Random Projection Hash For Scalable Data Clustering for the MapReduce Programming Model
Software Accompaniment of my current dissertation proposal work found here
5 Variants of RPHash and 2 version of kmeans, and agglomerative clustering are available from the RPHash jar. Each can be called independently, or as a set. When run without a specific clustering type, the simple RPHash algorithm is run and the outputfile is the specified output file. When run as a set, each set of discovered centroids is stored in the given outputfile with a descriptive suffix, ie "smpl","3stg"... appended to it.
-
Note: The algorithm tries to guess a good energy constellation for decoding the leech lattice based on the variance of the data, however it works best between -1,1 so scaling may help considerably.
-
usage:
java -jar RPHash.jar InputFile k OutputFile [simple(default),3stage,multiRP,multiProj,redux, kmeans, pkmeans, agglom]
- *.mat file format:
vectors dimensions x\_0\_0 x\_0\_1 ... x\_0\_\#dimensions x\_1_0 ... x\_\#vectors_\#dimensions
- example: Begin Example InputFile.mat =======================================
5 4 1.0 2.0 3.0 4.0 1.1 2.1 3.1 4.1 1.2 2.2 3.2 4.2 1.3 2.3 3.3 4.3 1.4 2.4 3.4 4.4
-------------End Example InputFile.mat------------
-
Simple Usage:
java -jar RPHash.jar InputFile.mat 2 out.mat
-
Generates:
out.mat
-
Specific Clusterer:
java -jar RPHash.jar InputFile.mat 2 out.mat redux
-
Generates:
out.mat.itrdx
-
Multiple Clusterers:
java -jar RPHash.jar InputFile.mat 2 out.mat redux simple 3stage multiRP kmeans
-
Generates:
out.mat.itrdx
out.mat.smpl
out.mat.3stg
out.mat.multirp
out.mat.kmeans
run.sh builds and runs the RPHash Algorithm on random gaussian clusters of varying dimension.
- Distributed how to Run
a 64bit hadoop lxc container with 4 nodes can be downloaded here
- username:ubuntu
- password:ubuntu
- ubuntu has sudo access
cd /var/lib/lxc
sudo tar -jxf cluster.tar.bz2
change if you want, but shouldn't matter as long as you keep your containers behind a firewall.
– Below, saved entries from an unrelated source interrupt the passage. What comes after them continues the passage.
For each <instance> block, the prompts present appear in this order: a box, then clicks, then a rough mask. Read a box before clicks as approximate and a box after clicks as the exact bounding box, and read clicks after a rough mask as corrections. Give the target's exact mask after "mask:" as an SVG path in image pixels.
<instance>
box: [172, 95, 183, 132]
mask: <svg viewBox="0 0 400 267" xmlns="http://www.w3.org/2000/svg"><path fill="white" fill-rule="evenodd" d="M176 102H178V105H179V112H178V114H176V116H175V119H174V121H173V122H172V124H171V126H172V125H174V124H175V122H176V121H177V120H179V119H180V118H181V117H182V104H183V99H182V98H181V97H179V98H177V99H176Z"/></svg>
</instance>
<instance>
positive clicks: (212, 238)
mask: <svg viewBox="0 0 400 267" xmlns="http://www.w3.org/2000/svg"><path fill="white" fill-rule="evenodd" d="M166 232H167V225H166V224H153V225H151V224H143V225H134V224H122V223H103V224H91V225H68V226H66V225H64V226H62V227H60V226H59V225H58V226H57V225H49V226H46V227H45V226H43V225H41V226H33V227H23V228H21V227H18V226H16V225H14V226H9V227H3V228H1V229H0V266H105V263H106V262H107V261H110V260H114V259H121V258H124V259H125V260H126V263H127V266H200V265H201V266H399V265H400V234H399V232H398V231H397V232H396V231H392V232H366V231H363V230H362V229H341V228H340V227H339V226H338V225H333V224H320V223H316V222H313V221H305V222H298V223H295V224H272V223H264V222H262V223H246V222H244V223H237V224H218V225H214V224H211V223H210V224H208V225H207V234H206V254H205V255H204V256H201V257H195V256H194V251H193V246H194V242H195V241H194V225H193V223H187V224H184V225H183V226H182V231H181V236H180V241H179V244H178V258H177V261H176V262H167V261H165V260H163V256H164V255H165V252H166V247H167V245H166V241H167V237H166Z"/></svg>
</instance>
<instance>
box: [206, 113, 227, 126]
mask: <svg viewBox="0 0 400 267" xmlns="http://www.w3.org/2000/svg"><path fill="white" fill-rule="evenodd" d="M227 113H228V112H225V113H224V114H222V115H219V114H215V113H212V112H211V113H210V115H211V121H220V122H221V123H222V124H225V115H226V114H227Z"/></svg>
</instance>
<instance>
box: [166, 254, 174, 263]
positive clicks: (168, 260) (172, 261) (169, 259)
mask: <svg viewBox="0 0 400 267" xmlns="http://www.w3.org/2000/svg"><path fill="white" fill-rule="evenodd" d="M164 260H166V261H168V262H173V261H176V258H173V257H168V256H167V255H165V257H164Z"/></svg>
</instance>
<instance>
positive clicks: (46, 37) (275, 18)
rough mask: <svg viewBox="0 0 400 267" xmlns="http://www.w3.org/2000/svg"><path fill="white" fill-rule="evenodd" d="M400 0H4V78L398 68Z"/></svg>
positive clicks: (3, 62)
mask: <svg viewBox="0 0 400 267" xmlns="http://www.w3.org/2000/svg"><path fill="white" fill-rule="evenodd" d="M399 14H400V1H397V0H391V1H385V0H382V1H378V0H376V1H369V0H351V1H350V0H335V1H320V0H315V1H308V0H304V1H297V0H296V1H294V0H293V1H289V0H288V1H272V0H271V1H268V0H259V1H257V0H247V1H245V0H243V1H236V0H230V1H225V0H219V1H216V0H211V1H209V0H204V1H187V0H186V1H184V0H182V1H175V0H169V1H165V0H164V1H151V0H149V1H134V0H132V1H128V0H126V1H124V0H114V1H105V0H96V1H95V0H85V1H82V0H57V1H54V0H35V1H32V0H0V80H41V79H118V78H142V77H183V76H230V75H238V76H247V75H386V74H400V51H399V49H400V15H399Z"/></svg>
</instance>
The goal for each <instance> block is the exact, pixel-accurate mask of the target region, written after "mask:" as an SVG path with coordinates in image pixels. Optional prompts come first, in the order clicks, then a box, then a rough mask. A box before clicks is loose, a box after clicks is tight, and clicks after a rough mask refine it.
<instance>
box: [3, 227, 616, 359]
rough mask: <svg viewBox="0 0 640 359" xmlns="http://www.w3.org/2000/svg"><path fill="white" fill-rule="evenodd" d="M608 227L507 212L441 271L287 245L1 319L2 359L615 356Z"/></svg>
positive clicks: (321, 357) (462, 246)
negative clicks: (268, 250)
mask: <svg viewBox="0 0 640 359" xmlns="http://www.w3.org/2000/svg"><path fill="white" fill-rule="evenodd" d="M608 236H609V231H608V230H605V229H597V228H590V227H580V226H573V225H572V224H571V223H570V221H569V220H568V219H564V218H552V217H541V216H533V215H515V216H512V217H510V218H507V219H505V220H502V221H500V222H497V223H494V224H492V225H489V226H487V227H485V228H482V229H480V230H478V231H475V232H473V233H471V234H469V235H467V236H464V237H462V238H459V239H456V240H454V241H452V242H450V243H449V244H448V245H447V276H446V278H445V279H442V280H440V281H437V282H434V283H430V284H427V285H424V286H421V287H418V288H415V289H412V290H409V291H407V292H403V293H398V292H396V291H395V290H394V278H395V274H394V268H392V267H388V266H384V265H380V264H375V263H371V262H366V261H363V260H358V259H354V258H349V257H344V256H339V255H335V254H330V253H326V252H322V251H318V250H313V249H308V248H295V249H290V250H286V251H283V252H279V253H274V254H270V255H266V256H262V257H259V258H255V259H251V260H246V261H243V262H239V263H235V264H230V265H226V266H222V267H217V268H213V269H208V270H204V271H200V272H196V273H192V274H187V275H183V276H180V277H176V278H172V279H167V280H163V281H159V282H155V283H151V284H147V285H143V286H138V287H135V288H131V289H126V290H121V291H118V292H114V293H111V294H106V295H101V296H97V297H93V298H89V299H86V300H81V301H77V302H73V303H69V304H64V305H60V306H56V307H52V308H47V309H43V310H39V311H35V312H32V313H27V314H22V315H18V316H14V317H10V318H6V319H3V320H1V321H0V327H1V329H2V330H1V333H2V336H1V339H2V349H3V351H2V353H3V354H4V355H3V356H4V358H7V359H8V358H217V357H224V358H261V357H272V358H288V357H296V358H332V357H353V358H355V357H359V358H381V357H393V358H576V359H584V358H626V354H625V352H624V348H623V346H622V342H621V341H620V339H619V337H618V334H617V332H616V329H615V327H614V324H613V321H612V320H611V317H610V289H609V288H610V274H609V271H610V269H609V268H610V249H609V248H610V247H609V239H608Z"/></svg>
sudo lxc-start -n master1 -d
Do not launch the 'master' container directly, instead launch the 'master1' and 'slave[1-3]' delta/snapshots. the ssh keys are shared, but your /etc/hosts file will likely need to be changed so the master1 node can contact the slave nodes.
sudo lxc-start -n master1 -d
sudo lxc-start -n slave1 -d
sudo lxc-start -n slave2 -d
sudo lxc-start -n slave3 -d
...
as user ubuntu start hadoop
start-all.sh
jps
> should have 6 entries, if namenode is not among them,
hadoop namenode -format
> among them then "start-all.sh" again
start-all.sh
jps
Should look like this
703 | DataNode |
854 | SecondaryNameNode |
1630 | NameNode |
1009 | ResourceManager |
2026 | Jps |
1122 | NodeManager |
- Manual Run
create default hadoop directories for ubuntu user
hdfs dfs -mkdir -p /user/hadoop/bin
hdfs dfs -mkdir -p /user/hadoop/data
enter Map Reduce RP Hash Directory
cd MRRPHash
copy files to hadoop distributed file system
hdfs dfs -put ik2_10_100_10 data
hdfs dfs -put mrhash bin
> rp hash
hdfs dfs -put kmeans bin
> kmeans for testing
run it
hadoop pipes -D hadoop.pipes.java.recordreader=true -D hadoop.pipes.java.recordwriter=true -input data -output MRRPHash-out -program /bin/MRRPHash
- Automatic
python filemaker.py
sh runner.sh PROGRAM_NAME
check results
hdfs dfs -ls -r mrhash-out/
hdfs dfs -head mrhash-out/